قَالُوٓاْ أَءِذَا مِتۡنَا وَكُنَّا تُرَابٗا وَعِظَٰمًا أَءِنَّا لَمَبۡعُوثُونَ ٨٢
Şöyle demişlerdi: “- Biz ölüb de bir toprak ve bir yığın kemik olduğumuz zaman mı, cidden biz mi diriltilmiş olacağız?
لَقَدۡ وُعِدۡنَا نَحۡنُ وَءَابَآؤُنَا هَٰذَا مِن قَبۡلُ إِنۡ هَٰذَآ إِلَّآ أَسَٰطِيرُ ٱلۡأَوَّلِينَ ٨٣
Yemin ederiz ki, bize de atalarımıza da bu dirilme işi bundan önce vaad olundu. Bu, eskilerin masallarından başka bir şey değil.”
قُل لِّمَنِ ٱلۡأَرۡضُ وَمَن فِيهَآ إِن كُنتُمۡ تَعۡلَمُونَ ٨٤
(Ey Rasûlüm, Mekke kâfirlerine) de ki: “- Kimin o arz ve ondaki bütün varlıklar, biliyor musunuz?”
سَيَقُولُونَ لِلَّهِۚ قُلۡ أَفَلَا تَذَكَّرُونَ ٨٥
Onlar diyecekler ki: “- Allah’ındır.“ Sen, de ki: “- O halde düşünüb Allah’ın kudretini anlamaz mısınız?”
قُلۡ مَن رَّبُّ ٱلسَّمَٰوَٰتِ ٱلسَّبۡعِ وَرَبُّ ٱلۡعَرۡشِ ٱلۡعَظِيمِ ٨٦
Yine de ki: “- O yedi göğün Rabbi kim? O çok büyük arşın Rabbi kim?”
سَيَقُولُونَ لِلَّهِۚ قُلۡ أَفَلَا تَتَّقُونَ ٨٧
“-Allah’ındır” diyecekler, De ki: “- O halde Allah’dan korkmaz mısınız?” (Allah’dan başkasına nasıl tapınırsınız?)

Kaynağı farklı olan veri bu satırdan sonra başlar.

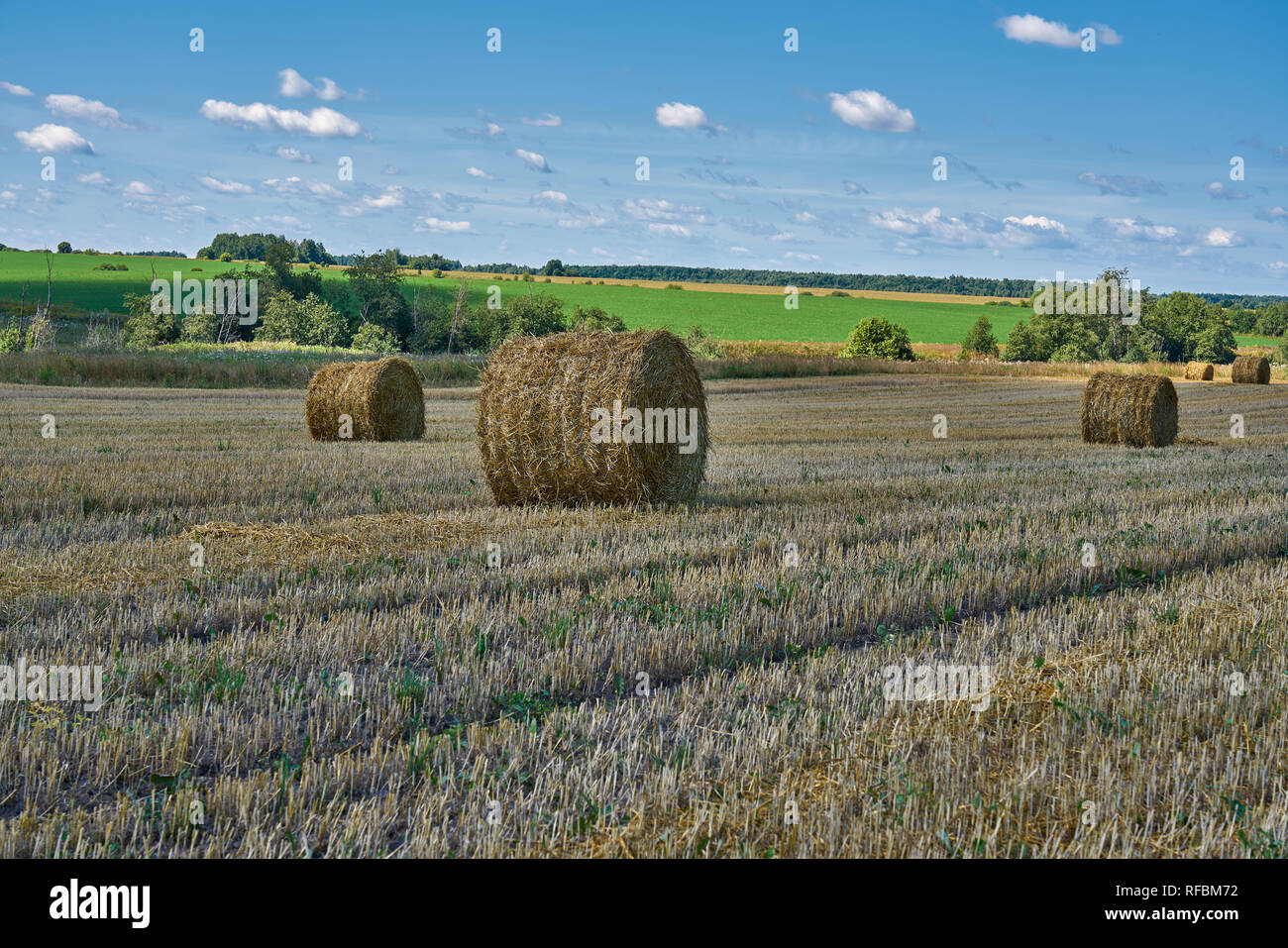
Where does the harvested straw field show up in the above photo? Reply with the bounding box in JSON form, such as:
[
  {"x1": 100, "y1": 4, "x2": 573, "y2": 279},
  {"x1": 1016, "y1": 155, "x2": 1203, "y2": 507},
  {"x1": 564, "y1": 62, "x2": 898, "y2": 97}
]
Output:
[
  {"x1": 478, "y1": 330, "x2": 707, "y2": 503},
  {"x1": 304, "y1": 356, "x2": 425, "y2": 441},
  {"x1": 1231, "y1": 356, "x2": 1270, "y2": 385},
  {"x1": 0, "y1": 374, "x2": 1288, "y2": 858},
  {"x1": 1082, "y1": 372, "x2": 1177, "y2": 448}
]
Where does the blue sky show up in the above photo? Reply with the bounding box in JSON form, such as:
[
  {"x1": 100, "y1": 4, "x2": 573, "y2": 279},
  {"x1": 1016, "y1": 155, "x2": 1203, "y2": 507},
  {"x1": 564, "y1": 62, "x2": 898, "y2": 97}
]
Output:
[{"x1": 0, "y1": 0, "x2": 1288, "y2": 293}]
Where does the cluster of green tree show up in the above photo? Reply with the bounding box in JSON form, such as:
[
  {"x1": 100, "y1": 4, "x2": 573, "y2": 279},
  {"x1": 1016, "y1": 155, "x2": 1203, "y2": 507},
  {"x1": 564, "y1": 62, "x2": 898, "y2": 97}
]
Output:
[
  {"x1": 1006, "y1": 290, "x2": 1235, "y2": 364},
  {"x1": 464, "y1": 261, "x2": 1033, "y2": 299},
  {"x1": 1195, "y1": 292, "x2": 1288, "y2": 309},
  {"x1": 327, "y1": 248, "x2": 461, "y2": 270},
  {"x1": 1216, "y1": 305, "x2": 1288, "y2": 336},
  {"x1": 124, "y1": 241, "x2": 626, "y2": 353},
  {"x1": 49, "y1": 241, "x2": 188, "y2": 259},
  {"x1": 197, "y1": 233, "x2": 335, "y2": 265},
  {"x1": 841, "y1": 316, "x2": 915, "y2": 362}
]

قُلۡ مَنۢ بِيَدِهِۦ مَلَكُوتُ كُلِّ شَيۡءٖ وَهُوَ يُجِيرُ وَلَا يُجَارُ عَلَيۡهِ إِن كُنتُمۡ تَعۡلَمُونَ ٨٨
De ki: “- Her şeyin mülkiyet ve hazineleri elinde olan kimdir ki, daima O koruyub hükmediyor, kendisi asla korunmaya muhtaç olmuyor? Eğer biliyorsanız, cevab verin.”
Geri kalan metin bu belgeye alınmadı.